Funding the foundations of school sport

Launched in 2000 the Football Foundation has grown into the nation’s largest sports charity. Money provided by the Premier League, the FA and government (via Sport England) has allowed the Foundation to fund 8,000 community sports projects up and down the country with grants worth £426m.

From old to new
Our commitment to rebuilding this country’s dilapidated sports facilities lends significant support to the government’s aim of delivering a mass participation community sports legacy from the 2012 Olympic Games. With increased participation a key 2012 objective our evidence proves that participation increases on the sites that we fund by an average of 50 per cent as soon as they open, and then a further 25 per cent over the following four years.

Furthermore, in the last year alone multi-sport participation on Foundation funded facilities increased, on average across all sites, by 10.4 per cent.

It is essential that any project will increase the number of people who can play sports, as opening up access through better community facilities is a key Football Foundation objective. We also know that it is important that our investment is going to the areas with the greatest need, which is why last year 61 per cent of our investment was directed into the 20 per cent most deprived wards across the country.

Better facilities
Our Grass Roots Facilities Fund provides money to develop new or improve facilities for community benefit. These include changing rooms or clubhouses, grass or artificial pitches and multi-use games areas. The maximum grant available from the Foundation for each facilities project is £500,000. However, applicants must show they have tried hard to get other funding for the project and that there is no further money available.

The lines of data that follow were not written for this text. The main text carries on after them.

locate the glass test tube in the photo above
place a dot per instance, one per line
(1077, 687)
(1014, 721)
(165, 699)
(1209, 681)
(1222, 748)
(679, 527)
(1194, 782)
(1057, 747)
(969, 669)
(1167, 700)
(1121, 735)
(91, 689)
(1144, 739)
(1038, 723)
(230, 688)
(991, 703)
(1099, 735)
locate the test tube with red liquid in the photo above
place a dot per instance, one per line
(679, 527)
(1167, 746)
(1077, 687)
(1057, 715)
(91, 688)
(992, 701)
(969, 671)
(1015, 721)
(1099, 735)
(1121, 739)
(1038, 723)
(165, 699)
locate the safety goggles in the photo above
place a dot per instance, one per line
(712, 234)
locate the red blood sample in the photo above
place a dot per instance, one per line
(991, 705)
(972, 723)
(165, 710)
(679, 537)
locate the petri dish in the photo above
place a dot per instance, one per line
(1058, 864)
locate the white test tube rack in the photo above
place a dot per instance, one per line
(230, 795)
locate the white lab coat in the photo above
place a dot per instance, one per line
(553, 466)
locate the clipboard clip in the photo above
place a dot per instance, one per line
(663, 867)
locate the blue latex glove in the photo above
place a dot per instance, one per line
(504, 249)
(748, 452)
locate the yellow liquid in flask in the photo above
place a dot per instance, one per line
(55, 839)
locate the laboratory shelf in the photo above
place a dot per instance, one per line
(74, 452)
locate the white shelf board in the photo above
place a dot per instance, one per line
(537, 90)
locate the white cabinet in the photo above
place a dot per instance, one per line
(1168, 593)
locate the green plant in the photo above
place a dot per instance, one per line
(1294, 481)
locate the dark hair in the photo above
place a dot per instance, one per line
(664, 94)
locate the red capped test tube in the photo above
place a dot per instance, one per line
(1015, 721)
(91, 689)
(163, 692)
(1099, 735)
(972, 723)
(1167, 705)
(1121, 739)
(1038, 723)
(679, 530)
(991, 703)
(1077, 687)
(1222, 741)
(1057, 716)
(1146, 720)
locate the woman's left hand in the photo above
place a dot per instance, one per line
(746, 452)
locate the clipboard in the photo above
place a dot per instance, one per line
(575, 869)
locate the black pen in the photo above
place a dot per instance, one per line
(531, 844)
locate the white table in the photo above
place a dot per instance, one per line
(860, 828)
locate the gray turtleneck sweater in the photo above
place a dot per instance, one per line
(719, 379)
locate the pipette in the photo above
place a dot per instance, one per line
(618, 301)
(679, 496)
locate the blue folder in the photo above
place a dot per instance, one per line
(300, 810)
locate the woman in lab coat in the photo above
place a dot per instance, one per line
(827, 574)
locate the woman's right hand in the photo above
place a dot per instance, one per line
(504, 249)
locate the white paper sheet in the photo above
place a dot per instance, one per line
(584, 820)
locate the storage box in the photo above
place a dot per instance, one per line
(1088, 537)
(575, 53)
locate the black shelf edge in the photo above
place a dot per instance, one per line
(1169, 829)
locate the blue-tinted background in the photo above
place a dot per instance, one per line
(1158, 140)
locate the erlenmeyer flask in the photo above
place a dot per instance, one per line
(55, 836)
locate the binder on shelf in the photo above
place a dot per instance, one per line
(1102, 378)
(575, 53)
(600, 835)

Recently, The FA’s new chairman, David Bernstein officially opened a new third generation (3G) artificial grass pitch at the ARK Academy, Wembley. ARK opened in September 2010 admitting 180 year 7 pupils with half of the places given to children from the Stonebridge and Harlesden areas and half from Wembley. These are categorised as some of the most deprived parts of the country. The academy, which has specialist status in mathematics and citizenship, is mixed, non-denominational and when fully open will take pupils from age three to 18.

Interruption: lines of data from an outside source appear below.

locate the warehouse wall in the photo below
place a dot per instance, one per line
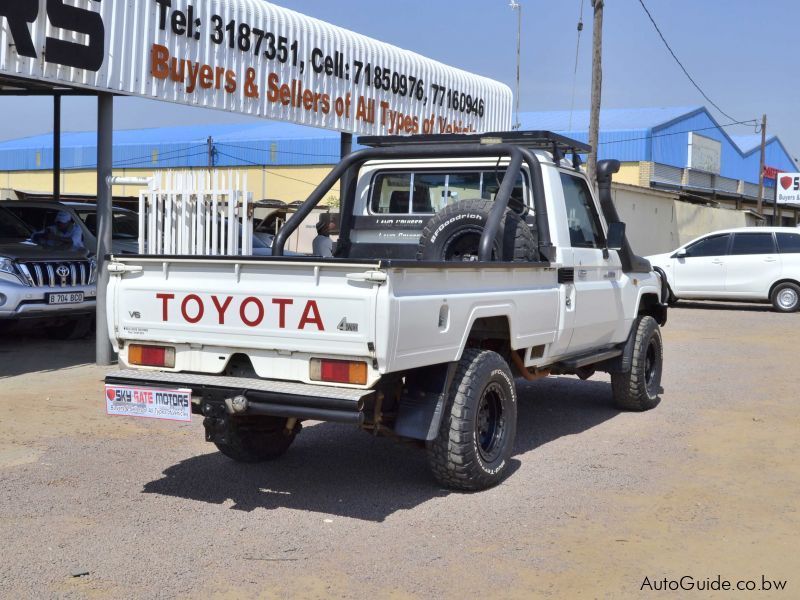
(658, 221)
(287, 183)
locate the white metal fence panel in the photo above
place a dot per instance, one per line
(196, 213)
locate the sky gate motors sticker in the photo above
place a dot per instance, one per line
(150, 403)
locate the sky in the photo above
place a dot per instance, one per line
(744, 54)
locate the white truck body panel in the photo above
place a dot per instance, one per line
(393, 318)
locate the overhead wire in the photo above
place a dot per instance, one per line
(649, 137)
(575, 70)
(257, 149)
(683, 68)
(264, 168)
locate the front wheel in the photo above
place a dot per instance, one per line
(476, 437)
(786, 297)
(639, 388)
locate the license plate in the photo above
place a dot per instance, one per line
(68, 298)
(149, 403)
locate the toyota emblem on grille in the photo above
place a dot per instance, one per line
(63, 271)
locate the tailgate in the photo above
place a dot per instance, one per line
(285, 306)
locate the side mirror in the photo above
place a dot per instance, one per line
(616, 236)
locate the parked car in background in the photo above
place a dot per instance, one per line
(748, 264)
(124, 226)
(40, 214)
(56, 286)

The 3G pitch, which was made possible thanks to a Football Foundation grant of £229,136, sits less than a mile from Wembley Stadium and will assist with the delivery of ARK Academy’s commitment to provide an extensive range of curriculum sports, help cater for after school programmes and facilitate a comprehensive community use timetable.

Community participation
Matthew Gajdus, the Football Foundation facilities programme manager who oversaw the ARK Academy project, highlighted how ARK’s commitment to raising community participation helped them win Foundation support: “From an early stage of their application ARK Academy made it clear that the proposed new facilities would be available to all members of the community; they were keen to engage with clubs and teams and offer their students opportunities to develop their football experience.”

The facility will eventually be used by 1,600 school users within curriculum time, principally for football but also other PE activities. Eventually it will host inter and intra school tournaments and become a host venue for feeder primary schools to deliver small sided football training and matches.

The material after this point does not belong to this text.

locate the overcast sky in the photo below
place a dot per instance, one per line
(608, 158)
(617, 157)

The new pitch means that the school will be able to introduce eight new school teams by 2012 and deliver a number of school coaching courses. In addition, the new pitch will provide AFC Wembley with a suitable training facility outside school hours and will help the club increase the number of teams it currently provides for. Moreover, the site will become home to a number of other local football teams with the majority having been consulted throughout the application process and already factored into the programme of use.

Furthermore the new facilities will support a number of local community groups; including VH Whizz kids and REAP (Refugees in Effective and Active Partnership), who will use football activity on site to engage with local groups and deliver educational support.

Stuart Allen, county development manger at the Middlesex County FA, explains that planning for the new facilities goes far beyond obtaining a grant and building the facility: “The grant process involved developing a five-year Football Development Plan (FDP) which identified how ARK Academy would support growth and retention, raise standards, produce better players and develop the workforce. The FDP also details which groups in the community are going to benefit from the facility and why there is a strategic need.”

The Foundation is not satisfied with simply building a facility and then walking away. It works extremely hard to ensure that each facility is located in areas with the greatest potential for community use. It checks every completed facility, every year, to ensure it is delivering the planned outcomes – and ideally exceeding them.

Look out for the June issue of Business Education where we will be giving more tips on how to apply for Football Foundation grants.

For more information
Tel: 0845 345 4555

The Football Foundation’s achievements

The scale of just some of the Football Foundation’s achievements are best captured as follows:

  • 58 Canary Wharfs – the equivalent height if all Football Foundation funded goal posts were stacked on top of each other.
  • 9 Hyde Parks – the area equivalent to all Football Foundation funded pitches.
  • 3 Millennium Domes – the area equivalent to all Football Foundation funded pavilions.
  • 3 Wembley Stadium sell-outs – the equivalent number of recipients of Football Foundation free kits.